2. The fan system of claim 1, wherein the movable impeller comprises a back cover plate and a blade connected between the front and back cover plates, the annular groove being disposed on the top cover portion.

3. The fan system of claim 2, wherein the diffuser blades are disposed radially outward of the blades.

4. The fan system of claim 1, wherein the second portion includes a boss bent from the first portion in a direction axially away from the inlet, the boss extending axially to a lowermost position no lower than a bottom surface of the front cover plate.

5. The fan system of claim 4, wherein a junction of the first portion and the boss is a circular arc transition.

6. The fan system of claim 1, wherein the fan housing further comprises a sidewall portion corresponding to an edge of the blade, the sidewall portion being cylindrical and defining a fan housing outlet at a bottom of the sidewall portion, the air inlet and the fan housing outlet being coaxially disposed.

7. The fan system of claim 1, comprising a drive device including a housing and a drive mechanism mounted within the housing for driving the impeller, the housing being connected to the shroud.

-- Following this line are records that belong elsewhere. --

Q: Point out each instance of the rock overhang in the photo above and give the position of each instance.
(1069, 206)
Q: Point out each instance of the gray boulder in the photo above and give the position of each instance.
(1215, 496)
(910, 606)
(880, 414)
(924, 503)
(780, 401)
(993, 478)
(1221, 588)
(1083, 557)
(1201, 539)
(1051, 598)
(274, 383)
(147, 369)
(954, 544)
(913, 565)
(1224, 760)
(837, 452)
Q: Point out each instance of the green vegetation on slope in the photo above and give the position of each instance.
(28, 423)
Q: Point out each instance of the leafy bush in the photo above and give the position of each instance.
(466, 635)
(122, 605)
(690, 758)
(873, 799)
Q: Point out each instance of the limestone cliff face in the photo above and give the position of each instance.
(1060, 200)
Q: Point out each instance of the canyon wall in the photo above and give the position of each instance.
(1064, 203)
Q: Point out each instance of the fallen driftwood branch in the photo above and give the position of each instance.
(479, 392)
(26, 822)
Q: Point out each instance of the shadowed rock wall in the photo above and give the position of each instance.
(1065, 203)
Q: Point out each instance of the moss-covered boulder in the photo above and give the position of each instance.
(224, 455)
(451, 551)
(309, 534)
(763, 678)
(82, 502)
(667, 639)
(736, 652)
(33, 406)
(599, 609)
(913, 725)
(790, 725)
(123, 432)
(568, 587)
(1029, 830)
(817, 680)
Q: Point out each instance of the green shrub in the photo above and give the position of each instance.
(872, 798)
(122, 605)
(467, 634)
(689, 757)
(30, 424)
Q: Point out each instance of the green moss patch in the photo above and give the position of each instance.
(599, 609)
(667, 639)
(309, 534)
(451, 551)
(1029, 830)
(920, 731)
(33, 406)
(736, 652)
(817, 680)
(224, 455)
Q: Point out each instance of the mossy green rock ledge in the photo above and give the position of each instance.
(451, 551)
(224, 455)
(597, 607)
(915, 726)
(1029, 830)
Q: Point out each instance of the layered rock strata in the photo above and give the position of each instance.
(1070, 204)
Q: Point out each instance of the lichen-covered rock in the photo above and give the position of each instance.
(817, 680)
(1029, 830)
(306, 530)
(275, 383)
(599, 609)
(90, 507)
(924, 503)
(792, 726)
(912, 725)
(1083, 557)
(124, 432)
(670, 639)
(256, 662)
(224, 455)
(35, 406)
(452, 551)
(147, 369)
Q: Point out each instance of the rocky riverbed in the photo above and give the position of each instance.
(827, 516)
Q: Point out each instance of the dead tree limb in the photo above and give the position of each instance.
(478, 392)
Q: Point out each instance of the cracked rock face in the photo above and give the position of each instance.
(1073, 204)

8. The fan system of any of claims 1-7, wherein the annular groove has a flow guide structure therein for reducing backflow.

9. The fan system of claim 8, wherein the flow directing structure comprises at least one of serrations disposed on an inner sidewall of the annular groove, a radially inwardly bent bend disposed at an end of the inner sidewall of the annular groove, a baffle disposed parallel to the sidewall of the annular groove, and a labyrinth seal disposed on a top wall of the annular groove.

10. An electrical appliance, characterized in that it comprises a fan system according to any one of claims 1-9.

11. The electrical appliance of claim 10, wherein the electrical appliance is a vacuum cleaner, a hand dryer, a fan, an air pump, an air cleaning device, or a centrifugal pump.